INTEREST in the Millennium Dome site is hotting up with the possibility of turning it inyo a multi-million pound biomedical research centre.

Pharmaceutical charity the Wellcome Trust is believed to be interested in taking over the Greenwich site of the Dome. As the world's largest medical research charity, established under the will of Sir Henry Wellcome in 1936, its fosters and promotes research to improve human and animal health.

It is rumoured the £300m project would see laboratories built inside the Dome structure to research the combating of diseases.

Plans could also include space for displays of the trust's work.

In a statement the charity said: “The Wellcome Trust's investment portfolio is constantly under review and at any one time several opportunities may be under consideration.
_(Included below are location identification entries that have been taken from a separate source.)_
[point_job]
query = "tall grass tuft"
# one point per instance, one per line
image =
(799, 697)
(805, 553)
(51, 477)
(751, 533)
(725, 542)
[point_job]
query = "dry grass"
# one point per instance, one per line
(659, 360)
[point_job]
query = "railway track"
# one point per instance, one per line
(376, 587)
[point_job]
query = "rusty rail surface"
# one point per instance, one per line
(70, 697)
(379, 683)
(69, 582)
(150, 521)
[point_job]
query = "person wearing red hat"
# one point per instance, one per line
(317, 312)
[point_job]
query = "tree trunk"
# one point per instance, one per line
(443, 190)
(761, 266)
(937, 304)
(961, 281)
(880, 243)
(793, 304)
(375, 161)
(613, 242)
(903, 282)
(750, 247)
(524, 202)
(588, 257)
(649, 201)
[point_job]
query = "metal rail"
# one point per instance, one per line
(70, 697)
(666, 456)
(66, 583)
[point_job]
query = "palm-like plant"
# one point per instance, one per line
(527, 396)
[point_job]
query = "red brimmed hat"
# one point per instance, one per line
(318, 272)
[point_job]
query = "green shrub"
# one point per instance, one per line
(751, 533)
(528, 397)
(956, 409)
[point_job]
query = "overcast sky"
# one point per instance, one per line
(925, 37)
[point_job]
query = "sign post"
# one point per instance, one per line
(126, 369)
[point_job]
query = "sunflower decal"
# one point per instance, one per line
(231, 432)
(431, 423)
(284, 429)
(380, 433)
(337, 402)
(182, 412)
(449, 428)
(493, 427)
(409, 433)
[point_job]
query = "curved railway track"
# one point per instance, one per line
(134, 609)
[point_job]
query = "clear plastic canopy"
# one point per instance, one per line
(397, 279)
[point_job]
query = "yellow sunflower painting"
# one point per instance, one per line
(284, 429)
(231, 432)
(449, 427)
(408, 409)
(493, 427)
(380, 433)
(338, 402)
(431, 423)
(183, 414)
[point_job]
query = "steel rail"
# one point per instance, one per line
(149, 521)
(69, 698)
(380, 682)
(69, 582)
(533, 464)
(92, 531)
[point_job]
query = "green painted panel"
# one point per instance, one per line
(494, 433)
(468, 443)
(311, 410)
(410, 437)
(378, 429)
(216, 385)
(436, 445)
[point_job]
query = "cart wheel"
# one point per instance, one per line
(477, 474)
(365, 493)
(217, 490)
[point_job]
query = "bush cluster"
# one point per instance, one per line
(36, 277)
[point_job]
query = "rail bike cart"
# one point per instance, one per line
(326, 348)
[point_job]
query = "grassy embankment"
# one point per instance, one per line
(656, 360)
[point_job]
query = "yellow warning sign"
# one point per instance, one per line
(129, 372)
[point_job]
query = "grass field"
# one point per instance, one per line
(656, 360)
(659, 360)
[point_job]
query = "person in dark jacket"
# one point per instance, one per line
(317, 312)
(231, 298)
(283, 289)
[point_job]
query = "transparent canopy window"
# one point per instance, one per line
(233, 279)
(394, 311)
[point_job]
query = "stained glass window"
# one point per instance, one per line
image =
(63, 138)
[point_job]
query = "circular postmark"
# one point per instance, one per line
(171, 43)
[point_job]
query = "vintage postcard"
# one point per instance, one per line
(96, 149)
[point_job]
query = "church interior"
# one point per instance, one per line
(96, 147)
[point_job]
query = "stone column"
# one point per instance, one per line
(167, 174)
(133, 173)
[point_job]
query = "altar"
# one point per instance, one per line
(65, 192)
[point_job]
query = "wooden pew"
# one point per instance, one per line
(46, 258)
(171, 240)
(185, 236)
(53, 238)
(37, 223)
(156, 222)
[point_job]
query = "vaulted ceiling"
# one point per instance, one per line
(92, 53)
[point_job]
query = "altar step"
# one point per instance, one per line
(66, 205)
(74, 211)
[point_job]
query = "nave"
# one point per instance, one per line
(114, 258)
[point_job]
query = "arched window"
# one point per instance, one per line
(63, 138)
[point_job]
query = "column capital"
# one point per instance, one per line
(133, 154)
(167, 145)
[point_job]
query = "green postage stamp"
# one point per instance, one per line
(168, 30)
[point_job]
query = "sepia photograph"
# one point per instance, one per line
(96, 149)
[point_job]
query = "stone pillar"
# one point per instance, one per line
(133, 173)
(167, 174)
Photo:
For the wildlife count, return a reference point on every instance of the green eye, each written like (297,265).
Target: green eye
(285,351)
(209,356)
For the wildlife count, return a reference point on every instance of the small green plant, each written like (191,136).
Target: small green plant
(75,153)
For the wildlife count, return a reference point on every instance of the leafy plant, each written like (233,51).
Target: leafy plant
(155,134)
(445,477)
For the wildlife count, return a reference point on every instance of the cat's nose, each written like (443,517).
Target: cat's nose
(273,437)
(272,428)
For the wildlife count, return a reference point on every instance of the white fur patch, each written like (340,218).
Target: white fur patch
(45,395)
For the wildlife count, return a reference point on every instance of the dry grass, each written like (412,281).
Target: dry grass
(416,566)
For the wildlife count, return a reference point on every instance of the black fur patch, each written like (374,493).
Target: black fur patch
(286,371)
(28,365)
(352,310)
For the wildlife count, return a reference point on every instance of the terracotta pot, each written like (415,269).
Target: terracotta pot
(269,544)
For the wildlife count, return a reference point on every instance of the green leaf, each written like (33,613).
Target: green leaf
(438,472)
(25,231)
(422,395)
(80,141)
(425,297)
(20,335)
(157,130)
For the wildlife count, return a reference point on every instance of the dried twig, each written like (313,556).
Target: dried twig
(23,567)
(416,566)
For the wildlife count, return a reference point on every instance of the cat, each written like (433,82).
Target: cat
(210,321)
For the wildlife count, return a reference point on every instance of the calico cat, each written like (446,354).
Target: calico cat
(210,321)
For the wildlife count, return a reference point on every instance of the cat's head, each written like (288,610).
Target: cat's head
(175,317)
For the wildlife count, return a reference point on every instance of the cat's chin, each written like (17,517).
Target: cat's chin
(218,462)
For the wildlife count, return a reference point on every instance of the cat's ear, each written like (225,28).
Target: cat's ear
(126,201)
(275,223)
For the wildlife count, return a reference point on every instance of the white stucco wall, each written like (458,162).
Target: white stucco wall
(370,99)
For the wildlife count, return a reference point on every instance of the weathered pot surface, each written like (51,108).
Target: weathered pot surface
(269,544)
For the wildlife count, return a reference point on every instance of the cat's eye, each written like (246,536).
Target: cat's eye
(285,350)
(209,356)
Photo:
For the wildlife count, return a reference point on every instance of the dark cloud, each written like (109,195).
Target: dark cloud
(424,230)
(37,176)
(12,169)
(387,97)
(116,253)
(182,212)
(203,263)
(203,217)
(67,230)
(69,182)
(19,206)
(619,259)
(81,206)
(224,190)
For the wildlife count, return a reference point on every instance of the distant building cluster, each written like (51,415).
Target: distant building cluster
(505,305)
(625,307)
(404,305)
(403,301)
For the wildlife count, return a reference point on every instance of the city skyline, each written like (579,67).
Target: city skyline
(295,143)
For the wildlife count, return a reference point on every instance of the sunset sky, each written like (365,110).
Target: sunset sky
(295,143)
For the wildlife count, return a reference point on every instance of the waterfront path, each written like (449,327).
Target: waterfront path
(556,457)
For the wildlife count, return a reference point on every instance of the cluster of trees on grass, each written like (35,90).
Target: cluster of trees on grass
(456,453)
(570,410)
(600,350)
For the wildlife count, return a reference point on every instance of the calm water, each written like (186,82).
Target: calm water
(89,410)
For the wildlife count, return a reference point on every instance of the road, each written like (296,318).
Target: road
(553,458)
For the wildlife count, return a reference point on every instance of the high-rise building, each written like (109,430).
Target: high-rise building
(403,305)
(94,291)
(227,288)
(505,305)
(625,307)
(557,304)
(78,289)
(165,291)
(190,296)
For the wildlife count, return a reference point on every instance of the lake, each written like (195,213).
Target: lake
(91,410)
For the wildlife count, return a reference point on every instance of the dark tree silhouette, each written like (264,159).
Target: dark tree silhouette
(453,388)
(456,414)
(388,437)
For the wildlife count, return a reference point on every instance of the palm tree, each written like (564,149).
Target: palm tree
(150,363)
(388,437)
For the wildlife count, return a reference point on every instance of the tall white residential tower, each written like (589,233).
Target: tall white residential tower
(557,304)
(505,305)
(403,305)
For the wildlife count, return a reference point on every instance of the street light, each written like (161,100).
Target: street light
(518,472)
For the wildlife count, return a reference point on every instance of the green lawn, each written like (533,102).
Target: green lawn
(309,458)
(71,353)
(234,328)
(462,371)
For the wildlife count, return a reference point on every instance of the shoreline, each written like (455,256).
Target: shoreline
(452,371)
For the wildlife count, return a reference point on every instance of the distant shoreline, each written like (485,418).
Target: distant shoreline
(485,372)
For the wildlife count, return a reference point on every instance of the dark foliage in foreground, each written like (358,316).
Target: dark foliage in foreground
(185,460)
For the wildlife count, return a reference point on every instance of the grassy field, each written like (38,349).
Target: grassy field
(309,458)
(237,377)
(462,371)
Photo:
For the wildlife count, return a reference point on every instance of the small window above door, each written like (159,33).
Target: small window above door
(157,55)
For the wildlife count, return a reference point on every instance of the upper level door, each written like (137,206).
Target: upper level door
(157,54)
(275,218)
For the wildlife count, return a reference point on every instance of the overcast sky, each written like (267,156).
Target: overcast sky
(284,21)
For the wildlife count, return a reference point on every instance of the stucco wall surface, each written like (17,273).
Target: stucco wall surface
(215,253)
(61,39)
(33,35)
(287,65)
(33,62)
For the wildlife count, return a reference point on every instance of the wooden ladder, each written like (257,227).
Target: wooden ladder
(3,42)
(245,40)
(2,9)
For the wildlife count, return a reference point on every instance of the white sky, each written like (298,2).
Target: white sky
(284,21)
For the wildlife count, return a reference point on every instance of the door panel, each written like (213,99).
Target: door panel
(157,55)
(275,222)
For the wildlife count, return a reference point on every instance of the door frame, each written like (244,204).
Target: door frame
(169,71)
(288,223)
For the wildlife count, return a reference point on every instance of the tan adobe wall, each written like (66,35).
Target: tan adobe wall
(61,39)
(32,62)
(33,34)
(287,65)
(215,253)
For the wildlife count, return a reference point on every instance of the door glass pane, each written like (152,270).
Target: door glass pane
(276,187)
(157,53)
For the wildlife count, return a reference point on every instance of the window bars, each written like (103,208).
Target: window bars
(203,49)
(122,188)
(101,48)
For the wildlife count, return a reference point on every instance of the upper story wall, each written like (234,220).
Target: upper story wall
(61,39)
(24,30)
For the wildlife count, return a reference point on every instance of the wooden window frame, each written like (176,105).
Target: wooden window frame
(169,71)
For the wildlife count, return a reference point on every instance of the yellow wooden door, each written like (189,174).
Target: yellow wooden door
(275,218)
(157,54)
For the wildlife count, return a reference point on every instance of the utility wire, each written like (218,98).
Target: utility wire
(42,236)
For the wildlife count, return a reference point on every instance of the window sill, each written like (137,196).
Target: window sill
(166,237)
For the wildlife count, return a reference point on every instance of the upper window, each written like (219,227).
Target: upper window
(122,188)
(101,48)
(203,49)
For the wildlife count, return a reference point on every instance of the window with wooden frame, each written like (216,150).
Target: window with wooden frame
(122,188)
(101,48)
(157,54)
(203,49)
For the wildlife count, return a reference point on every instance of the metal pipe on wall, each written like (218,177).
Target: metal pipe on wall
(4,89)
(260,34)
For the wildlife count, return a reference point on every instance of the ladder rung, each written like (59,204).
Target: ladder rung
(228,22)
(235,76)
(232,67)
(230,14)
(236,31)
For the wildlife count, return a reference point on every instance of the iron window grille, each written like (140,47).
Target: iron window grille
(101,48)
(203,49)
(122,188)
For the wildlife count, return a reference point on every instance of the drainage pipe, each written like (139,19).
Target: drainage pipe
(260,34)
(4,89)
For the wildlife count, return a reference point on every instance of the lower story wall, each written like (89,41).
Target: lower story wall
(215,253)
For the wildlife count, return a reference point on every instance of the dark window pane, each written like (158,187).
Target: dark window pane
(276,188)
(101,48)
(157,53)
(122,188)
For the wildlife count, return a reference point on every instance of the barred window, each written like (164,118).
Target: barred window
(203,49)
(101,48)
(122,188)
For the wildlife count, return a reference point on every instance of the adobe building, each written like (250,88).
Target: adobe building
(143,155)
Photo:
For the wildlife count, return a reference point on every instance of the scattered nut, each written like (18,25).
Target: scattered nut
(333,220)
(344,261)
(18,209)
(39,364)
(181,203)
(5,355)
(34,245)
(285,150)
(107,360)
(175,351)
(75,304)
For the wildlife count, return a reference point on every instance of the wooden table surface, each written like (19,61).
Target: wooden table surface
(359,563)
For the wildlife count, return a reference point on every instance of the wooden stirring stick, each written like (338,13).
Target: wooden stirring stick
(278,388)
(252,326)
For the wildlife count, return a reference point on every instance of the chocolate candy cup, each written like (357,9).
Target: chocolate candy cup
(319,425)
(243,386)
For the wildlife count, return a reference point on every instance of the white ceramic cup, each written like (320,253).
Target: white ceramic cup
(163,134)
All such negotiations are conducted under the strictest confidentiality and no further details can be provided.”

The charity's possible interest follows news of a proposal from the creators of the Cornwall-based Eden Project as reported in last week's News Shopper.

Designs would see the replacement of the Dome's roof with a greenhouse structure to house tropical flowers and plants.

But the exact future of the site, which closed to the general public on December 31 last year, still hangs in the balance.

Legacy, backed by Labour donor Robert Bourne, would have turned the peninsula site into a high-tech business park but lost its preferred bidder status in February.

This followed the Dome Europe bid, backed by Japanese bank Nomura, to create an £800m urban theme park which withdrew from preferred bidder status in September, last year.

A spokesman from English Partnerships, which owns the site, was unable to comment on the Wellcome proposal, but said: “There have been more than 100 expressions of interest. English partnerships and its consultants are in discussions with all those who have expressed an interest in the future use of the Dome.

“Once market testing is completed a ministerial decision will decide what happens next.”